Napster was a deck that incorporated both a balance of one-ofs and drew against a super powerful Time Spiral-like card advantage engine to make up for Vampiric Tutor’s -1.

9. Wheaties

Many of you probably think of Survival of the Fittest as a card that was too good to leave alone in Legacy. Check. A decade ago we knew Survival of the Fittest was a good card also.

By Bob’s Chicago, Survival of the Fittest was certainly a known quantity and an expected deck. Players knew how to jam Survival with Walls and 187s and surgical one-ofs. Mercadian Masques gave Survival Squee, Goblin Nabob, and the larger card pool of the Extended format already lent Krovikan Horror to generate some extra card advantage.

Again, known quantities.

What Team CMU did with Wheaties was to use Survival of the Fittest the same way that Adrian used Necropotence in combo decks: An elsewise wonderful card draw / selection engine was used to graft on a combo kill!

In this case: Goblin Bombardment + Shield Sphere + Enduring Renewal

CMU put it all together with Academy Rector and found it all with Survival.



It’s not actually very difficult for a deck to do multiple things. You can make a 75-card deck that has many capabilities. You can, as some deck designers do, shave away all your four-ofs and increase the potential number of different paths you can take. Heck, you can look at the average Battle of Wits deck. How many more different directions can you take with 244 cards versus 60?

What is different, and what survives to some of the best of our decks today, is the ability to encompass the capabilities of a very good deck almost wholly… and find room for a tight—sometimes infinite—combination as well.
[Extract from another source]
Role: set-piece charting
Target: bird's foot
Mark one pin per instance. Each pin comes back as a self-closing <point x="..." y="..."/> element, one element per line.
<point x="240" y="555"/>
Wheaties doesn’t survive in the everyday dialogue of the average player’s deck remembrances the same as some other first-meal-of-the-day decks. It’s no Trix, no Full English Breakfast even… but because powerful influencers knew about Wheaties, its significance and traditions have traveled to successful design to even today.

A recent echo:

Today, many of these technologies seem automatic to many players. You just know about picking cards based on individual merit or playing enough-one drops to get the jump on more powerful decks like Brad Nelson reminds us to do. Highly prepared deck designers will anticipate mirrors going long and do things like vary Doom Blade with Go for the Throat (as Patrick Chapin did in his Olivia Voldaren deck); Legacy players take Brainstorm for granted… but believe you me, when it came out, most of us thought of it as “the bad Ancestral Recall.” What if you don’t have anything good on top? We needed a Cuneo to light the path. The notions of the switcheroo, measuring cards against other resources, and Silver Bullet construction are generally understood skills (even if they are not utilized by 100% of competitive players).

But they all had to come from somewhere.

None of them is the default.

I wonder if it’s like Patrick recently said… How will we think of Desperate Ravings in the [near] future? How will we remember thinking about it?